14 Insurance Policies
14.1 The Supplier shall maintain in force at its own cost such insurance policies as are appropriate and adequate having regard to its obligations and liabilities under the Agreement and shall upon request supply to the Purchaser a copy of the current insurance certificates in relation there to.
15 Limitation of Liability
15.1 The liability of the Purchaser under this Agreement, in tort or otherwise shall be limited to the amount agreed for the supply of the Goods and Services as specified in the relevant Purchase Order.
15.2 It is agreed that nothing in this Agreement or in law shall make the Purchaser liable in any circumstances for any :
(a) economic loss whether direct or indirect
(b) loss of use, profits, business, revenues or contracts incurred by the Supplier
(c) special, punitive or exemplary damages
(d) Consequential or indirect loss or damage.
15.3 Any limitation of liability set out in the Agreement shall not apply so as to restrict either party‘s liability for death or personal injury resulting from either party‘s or that party‘s employees, agents or sub-contractors negligence or fraud.
15.4 The parties hereby acknowledge and agree:
(a) that the limitations and exclusions of liability set out in this Agreement are fair and reasonable for the purposes of the Unfair Contract Terms Act 1977;
(b) each party‘s obligations under the Agreement are fair and reasonable.
16 Intellectual Property Rights
16.1 All Intellectual Property Rights, inventions , know how, new technology, improvements and all similar matters made, designed or developed by the Supplier in connection with the Agreement shall be the sole property of the Purchaser and the Supplier shall procure at no charge to the Purchaser the execution of any and all papers necessary to perfect ownership by the Purchaser.

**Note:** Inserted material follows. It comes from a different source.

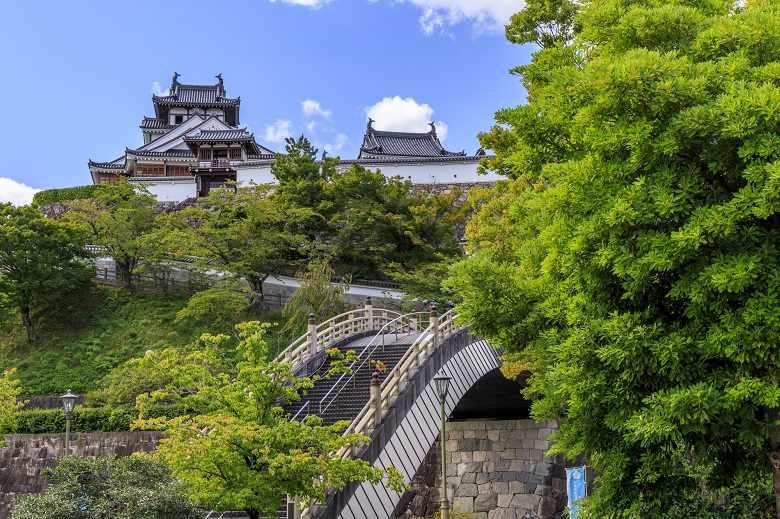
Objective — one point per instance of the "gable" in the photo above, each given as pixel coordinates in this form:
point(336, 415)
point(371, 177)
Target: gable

16.2 All Intellectual Property Rights, material, drawings, designs, specifications and other technical data prepared by the Purchaser in connection with the Agreement shall be and shall at all times remain the property of the Purchaser who shall be entitled to reproduce and use all such data at any time for any purpose whatsoever. The Supplier shall not use any such data except in connection with the Agreement.

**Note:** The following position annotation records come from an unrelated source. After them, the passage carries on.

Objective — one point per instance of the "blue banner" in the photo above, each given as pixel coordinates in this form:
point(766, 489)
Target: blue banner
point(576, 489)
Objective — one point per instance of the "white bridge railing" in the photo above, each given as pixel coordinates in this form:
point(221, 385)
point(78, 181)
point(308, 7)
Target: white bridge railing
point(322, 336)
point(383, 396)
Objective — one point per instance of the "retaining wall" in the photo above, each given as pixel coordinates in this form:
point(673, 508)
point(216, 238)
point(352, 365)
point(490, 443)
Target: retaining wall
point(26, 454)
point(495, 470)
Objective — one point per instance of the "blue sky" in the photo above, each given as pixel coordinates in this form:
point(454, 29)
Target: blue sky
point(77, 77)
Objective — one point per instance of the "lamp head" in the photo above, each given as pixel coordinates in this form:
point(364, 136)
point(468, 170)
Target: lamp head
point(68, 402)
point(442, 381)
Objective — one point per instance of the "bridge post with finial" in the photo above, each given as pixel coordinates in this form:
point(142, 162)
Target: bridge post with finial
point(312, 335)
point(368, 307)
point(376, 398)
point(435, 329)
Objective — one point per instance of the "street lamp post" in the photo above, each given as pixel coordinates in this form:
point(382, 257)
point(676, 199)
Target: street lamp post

16.3 If software is developed specifically for the Purchaser, all Intellectual Property Rights created by the Supplier in connect ion with the software shall be the sole property of the Purchaser and the Supplier shall procure at no charge to the Purchaser the execution of any and all papers necessary to perfect ownership by the Purchaser.
16.4 If the software is not developed specifically for the Purchaser :
(a) the Supplier hereby grants to the Purchaser a non-exclusive license (with right to sub-license) to use the software and any modification thereto ;
(b) the Supplier shall at no charge send to the Purchaser one hard copy and one machine–readable copy in reproducible format of all modifications to the software and supporting documentation, including any upgrade, update or new release of the software made during Term accompanied by an updated listing of document numbers with relevant revision dates; and
(c) the Purchaser has the right to integrate and reproduce the software and supporting documentation into the Purchase r’s network, own software or documentation (or that of any customer of the Purchaser)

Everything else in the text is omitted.